Why this approach works: Most agent tutorials start with technology and hope you'll figure out what to do with it. This tutorial starts with a workflow everyone recognizes—processing receipts and generating invoices—and shows you how to automate it step by step.
The receipt-to-invoice workflow is perfect for teaching because it's immediately relatable, demonstrates real workflow automation with multiple steps and coordination, shows agent composition, and is easily extensible to other workflows.
The tutorial follows a natural progression: map the boring work first, build focused agents that do one thing well, compose agents by having coordinators delegate to specialists, then integrate into real work. Using LlamaBot and Marimo together is particularly powerful because LlamaBot's Pythonic design makes agent composition straightforward, and Marimo's reactive execution means participants can experiment with workflow changes and see results immediately.
Target audience: This tutorial is designed for anyone tired of repetitive back-office work like processing receipts and invoices, data scientists and analysts who want to automate boring workflows they've already mastered, Python developers looking to understand how to build practical agent systems, and anyone who looks at their daily tasks and thinks "there has to be a better way."

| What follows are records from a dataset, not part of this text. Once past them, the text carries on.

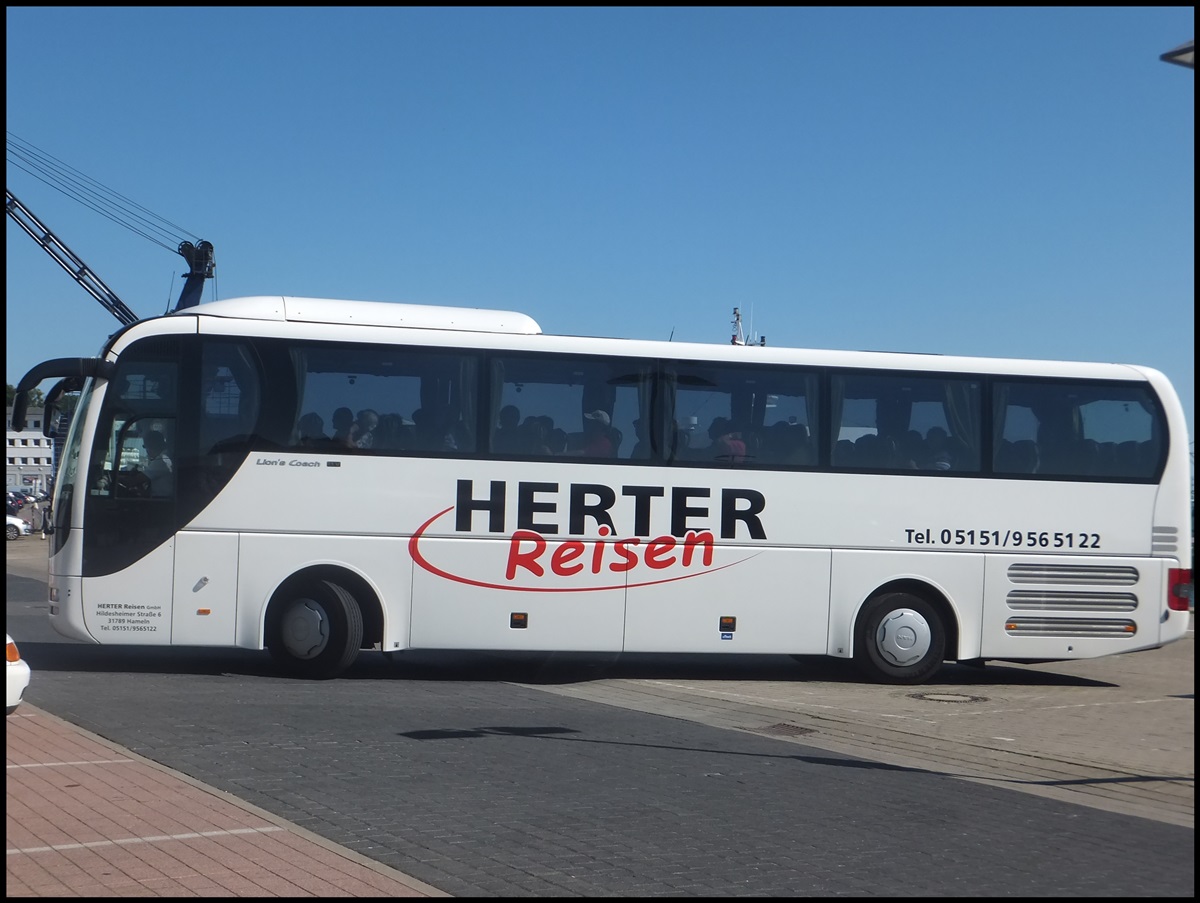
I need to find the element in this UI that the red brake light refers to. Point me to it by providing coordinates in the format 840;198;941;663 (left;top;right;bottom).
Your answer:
1166;568;1192;611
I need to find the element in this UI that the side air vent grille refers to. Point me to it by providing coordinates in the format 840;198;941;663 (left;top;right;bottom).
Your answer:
1008;564;1138;586
1004;617;1138;636
1008;590;1138;611
1151;527;1180;552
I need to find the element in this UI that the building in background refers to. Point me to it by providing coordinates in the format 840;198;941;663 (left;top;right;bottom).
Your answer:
5;407;55;492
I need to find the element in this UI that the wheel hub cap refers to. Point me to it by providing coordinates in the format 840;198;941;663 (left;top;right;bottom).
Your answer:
875;609;932;668
282;600;329;658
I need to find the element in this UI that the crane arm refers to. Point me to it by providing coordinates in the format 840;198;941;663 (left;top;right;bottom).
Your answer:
5;189;138;325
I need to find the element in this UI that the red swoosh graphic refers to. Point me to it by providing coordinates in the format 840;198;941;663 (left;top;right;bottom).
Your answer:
408;504;760;592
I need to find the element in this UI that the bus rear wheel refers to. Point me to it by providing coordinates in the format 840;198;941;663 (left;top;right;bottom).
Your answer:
266;580;362;680
854;592;946;683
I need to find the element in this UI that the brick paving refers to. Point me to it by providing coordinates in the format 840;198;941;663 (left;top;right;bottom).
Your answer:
5;704;449;897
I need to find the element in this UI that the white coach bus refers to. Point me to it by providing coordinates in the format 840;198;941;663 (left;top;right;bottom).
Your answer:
13;297;1192;683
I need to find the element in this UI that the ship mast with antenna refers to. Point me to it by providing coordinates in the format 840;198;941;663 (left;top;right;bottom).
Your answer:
731;307;767;346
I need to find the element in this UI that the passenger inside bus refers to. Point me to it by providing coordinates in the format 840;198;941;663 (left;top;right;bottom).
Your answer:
142;430;174;497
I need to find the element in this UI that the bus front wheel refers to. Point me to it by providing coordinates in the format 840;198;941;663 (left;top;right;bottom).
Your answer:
266;580;362;680
854;592;946;683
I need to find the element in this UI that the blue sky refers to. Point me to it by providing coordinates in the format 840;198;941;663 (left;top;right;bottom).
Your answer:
6;6;1195;444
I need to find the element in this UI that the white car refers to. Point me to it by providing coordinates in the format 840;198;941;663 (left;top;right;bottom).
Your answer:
4;514;34;540
5;634;30;717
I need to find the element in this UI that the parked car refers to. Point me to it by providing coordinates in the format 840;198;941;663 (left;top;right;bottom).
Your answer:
5;634;30;717
4;514;34;542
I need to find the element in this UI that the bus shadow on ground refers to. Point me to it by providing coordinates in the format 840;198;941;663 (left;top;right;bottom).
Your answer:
20;642;1117;689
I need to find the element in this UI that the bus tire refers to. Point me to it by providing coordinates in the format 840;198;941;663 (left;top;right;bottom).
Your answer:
854;592;946;683
266;580;362;680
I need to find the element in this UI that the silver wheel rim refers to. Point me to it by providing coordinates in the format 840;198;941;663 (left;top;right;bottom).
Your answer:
280;599;329;659
875;609;934;668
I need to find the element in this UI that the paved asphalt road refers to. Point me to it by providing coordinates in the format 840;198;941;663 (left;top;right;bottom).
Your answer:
7;539;1195;898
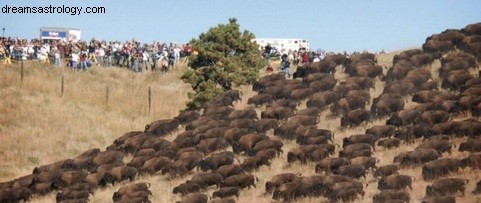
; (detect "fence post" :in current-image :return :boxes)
[149,86,152,114]
[61,75,65,96]
[20,59,23,83]
[105,85,109,109]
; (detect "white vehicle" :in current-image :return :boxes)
[252,38,309,52]
[40,27,81,42]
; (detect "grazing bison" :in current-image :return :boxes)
[372,190,411,203]
[216,164,244,179]
[82,172,115,188]
[377,175,413,191]
[221,173,257,188]
[400,148,441,166]
[377,138,401,149]
[190,173,222,188]
[196,138,229,154]
[246,140,284,156]
[145,119,180,136]
[265,173,300,194]
[372,164,400,177]
[339,143,372,157]
[349,156,379,169]
[458,139,481,152]
[212,187,239,198]
[315,157,349,174]
[426,178,469,197]
[232,134,270,153]
[172,182,202,196]
[261,107,294,120]
[222,127,249,145]
[228,109,258,120]
[417,139,452,154]
[365,125,396,138]
[342,134,377,148]
[199,154,234,171]
[176,193,209,203]
[462,153,481,169]
[175,110,200,125]
[247,94,273,107]
[421,196,456,203]
[110,166,138,182]
[371,99,404,117]
[139,157,172,174]
[341,109,371,127]
[338,164,367,178]
[256,118,279,133]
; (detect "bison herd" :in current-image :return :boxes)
[0,23,481,202]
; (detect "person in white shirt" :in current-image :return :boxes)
[71,52,80,70]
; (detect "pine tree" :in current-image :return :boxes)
[181,18,265,109]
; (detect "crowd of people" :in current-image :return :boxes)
[0,37,192,73]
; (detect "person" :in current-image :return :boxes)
[70,51,80,70]
[80,52,88,71]
[266,63,274,75]
[53,49,62,66]
[263,43,272,60]
[281,54,291,78]
[168,50,175,70]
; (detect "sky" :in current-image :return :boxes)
[0,0,481,52]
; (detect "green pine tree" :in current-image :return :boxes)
[181,18,265,109]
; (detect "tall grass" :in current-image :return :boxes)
[0,62,190,181]
[0,52,481,203]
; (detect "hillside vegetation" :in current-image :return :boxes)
[0,62,190,181]
[0,21,481,202]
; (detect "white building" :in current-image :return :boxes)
[252,38,309,51]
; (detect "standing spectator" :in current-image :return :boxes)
[80,52,88,71]
[70,51,80,70]
[302,51,309,64]
[281,54,291,78]
[168,50,175,70]
[142,51,149,71]
[263,43,272,60]
[312,53,321,62]
[53,49,62,66]
[174,44,180,63]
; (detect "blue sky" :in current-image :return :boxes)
[0,0,481,52]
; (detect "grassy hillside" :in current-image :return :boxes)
[0,62,190,181]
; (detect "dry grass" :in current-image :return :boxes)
[0,52,481,202]
[0,62,190,181]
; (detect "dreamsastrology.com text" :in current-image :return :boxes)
[2,5,106,15]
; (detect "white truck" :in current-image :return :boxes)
[252,38,309,52]
[40,27,81,42]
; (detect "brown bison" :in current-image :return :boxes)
[341,109,371,127]
[212,187,239,198]
[247,94,273,107]
[315,157,349,174]
[172,182,202,196]
[377,175,413,191]
[216,164,244,179]
[372,164,400,177]
[221,173,257,188]
[426,178,469,197]
[342,134,377,147]
[265,173,300,194]
[338,164,367,178]
[377,138,401,149]
[422,158,464,180]
[365,125,396,138]
[189,173,222,188]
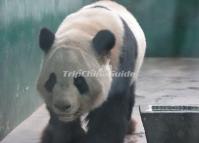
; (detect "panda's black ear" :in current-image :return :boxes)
[92,30,115,55]
[39,28,55,53]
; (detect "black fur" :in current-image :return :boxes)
[39,15,137,143]
[39,28,55,53]
[41,108,85,143]
[84,19,137,143]
[74,75,89,94]
[93,30,115,56]
[44,73,57,92]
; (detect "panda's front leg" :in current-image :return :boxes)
[40,106,85,143]
[84,78,133,143]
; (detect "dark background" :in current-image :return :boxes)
[0,0,199,139]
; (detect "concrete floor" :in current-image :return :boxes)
[2,58,199,143]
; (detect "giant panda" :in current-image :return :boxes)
[37,0,146,143]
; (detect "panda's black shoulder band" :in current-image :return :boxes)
[109,18,137,96]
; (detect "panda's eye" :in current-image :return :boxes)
[44,73,57,92]
[74,75,89,94]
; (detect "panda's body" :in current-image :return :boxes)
[37,0,146,143]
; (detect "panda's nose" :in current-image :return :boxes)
[54,102,71,112]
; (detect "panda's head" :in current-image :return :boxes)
[37,28,114,122]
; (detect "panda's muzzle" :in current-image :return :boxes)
[53,102,71,112]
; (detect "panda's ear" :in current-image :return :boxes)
[39,28,55,53]
[92,30,115,55]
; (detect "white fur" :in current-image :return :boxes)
[37,1,146,122]
[85,1,146,82]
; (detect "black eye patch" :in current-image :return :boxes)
[74,75,89,94]
[44,73,57,92]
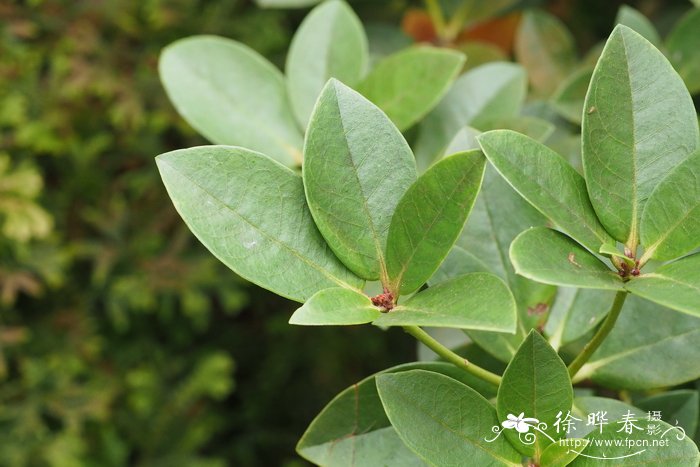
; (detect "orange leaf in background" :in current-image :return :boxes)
[457,13,520,55]
[401,9,437,42]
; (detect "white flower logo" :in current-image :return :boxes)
[501,412,539,433]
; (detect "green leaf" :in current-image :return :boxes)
[539,439,588,467]
[625,253,700,316]
[415,62,527,171]
[429,166,555,362]
[640,151,700,261]
[544,287,615,349]
[615,5,661,47]
[156,146,362,302]
[551,67,593,125]
[357,46,465,131]
[428,245,491,287]
[159,36,302,166]
[666,8,700,94]
[289,287,381,326]
[444,0,518,28]
[496,330,574,458]
[297,362,492,467]
[510,227,624,290]
[364,22,413,66]
[582,25,698,249]
[373,272,516,333]
[458,41,508,71]
[477,130,613,251]
[255,0,321,8]
[571,397,700,467]
[484,115,555,143]
[285,0,369,128]
[386,150,486,295]
[377,370,521,467]
[303,79,416,280]
[515,10,576,96]
[574,296,700,389]
[445,116,555,157]
[635,389,700,438]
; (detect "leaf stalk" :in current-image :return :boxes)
[403,326,501,386]
[568,290,628,379]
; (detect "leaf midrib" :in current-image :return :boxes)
[396,161,474,290]
[175,51,298,160]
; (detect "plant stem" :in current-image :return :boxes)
[403,326,501,386]
[569,291,627,378]
[425,0,445,40]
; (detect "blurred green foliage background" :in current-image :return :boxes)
[0,0,696,467]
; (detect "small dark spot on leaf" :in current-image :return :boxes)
[527,302,549,316]
[370,289,395,313]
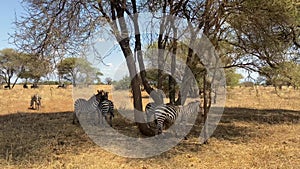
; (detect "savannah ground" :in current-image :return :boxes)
[0,85,300,169]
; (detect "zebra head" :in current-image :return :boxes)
[95,90,104,103]
[183,100,201,113]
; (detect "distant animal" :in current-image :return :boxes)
[154,101,200,137]
[30,84,39,89]
[73,90,104,124]
[23,83,28,89]
[57,84,67,89]
[30,94,42,110]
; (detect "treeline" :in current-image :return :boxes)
[0,48,102,89]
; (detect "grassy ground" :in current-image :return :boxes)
[0,86,300,169]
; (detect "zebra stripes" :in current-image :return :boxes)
[154,101,200,134]
[73,90,103,124]
[145,102,158,123]
[30,94,42,110]
[98,99,115,127]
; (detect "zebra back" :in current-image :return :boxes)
[73,90,103,124]
[145,102,158,122]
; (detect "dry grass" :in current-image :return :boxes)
[0,86,300,169]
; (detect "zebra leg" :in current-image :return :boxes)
[73,111,78,124]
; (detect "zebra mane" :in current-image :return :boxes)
[179,100,200,112]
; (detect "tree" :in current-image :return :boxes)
[105,77,112,85]
[0,48,24,89]
[225,68,243,86]
[57,57,102,87]
[14,0,300,139]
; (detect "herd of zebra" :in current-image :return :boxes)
[73,90,202,135]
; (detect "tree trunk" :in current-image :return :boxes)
[119,38,155,136]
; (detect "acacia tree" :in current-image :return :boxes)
[0,48,27,89]
[57,57,101,87]
[14,0,299,140]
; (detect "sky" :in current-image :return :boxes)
[0,0,126,81]
[0,0,253,81]
[0,0,24,50]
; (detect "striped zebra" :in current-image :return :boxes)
[73,90,103,124]
[98,99,115,127]
[154,101,200,137]
[145,102,158,123]
[30,94,42,110]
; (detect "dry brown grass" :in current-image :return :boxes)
[0,86,300,169]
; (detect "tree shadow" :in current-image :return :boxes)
[0,108,300,164]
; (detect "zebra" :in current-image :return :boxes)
[98,98,115,127]
[30,94,42,110]
[145,102,158,123]
[73,90,103,124]
[154,101,200,137]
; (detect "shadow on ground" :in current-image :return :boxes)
[0,108,300,164]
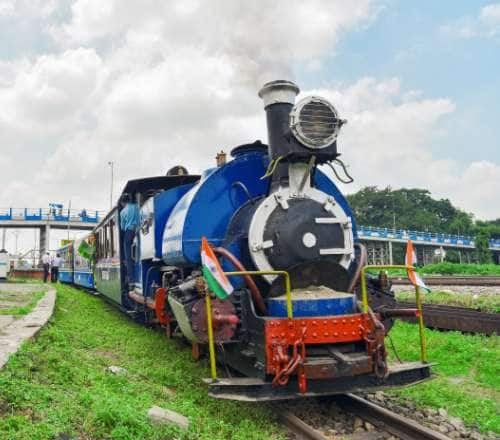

Participants should be comfortable with intermediate Python (functions, classes, type hints) and have a basic conceptual understanding of LLMs. No prior experience with agent frameworks is required—the tutorial is designed to demystify agents by starting with workflows you actually want to automate.
Takeaways: Participants will leave with the workflow-first mindset for mapping repetitive work before building agents, working code for three composed agents (receipt processor, invoice writer, coordinator), understanding of agent composition and how agents can use other agents as tools, the fundamental pattern for building agentic systems, practical strategies for integrating agent systems into real work, experience debugging agent decision-making and coordination, a GitHub repository of examples to reference, and confidence to map their own boring workflows and automate them.
As Senior Principal Data Scientist at Moderna Eric leads the Data Science and Artificial Intelligence (Research) team to accelerate science to the speed of thought. Prior to Moderna, he was at the Novartis Institutes for Biomedical Research conducting biomedical data science research with a focus on using Bayesian statistical methods in the service of discovering medicines for patients. Prior to Novartis, he was an Insight Health Data Fellow in the summer of 2017 and defended his doctoral thesis in the Department of Biological Engineering at MIT in the spring of 2017.
Eric is also an open-source software developer and has led the development of pyjanitor, a clean API for cleaning data in Python, and nxviz, a visualization package for NetworkX. He is also on the core developer team of NetworkX and PyMC. In addition, he gives back to the community through code contributions, blogging, teaching, and writing.
His personal life motto is found in the Gospel of Luke 12:48.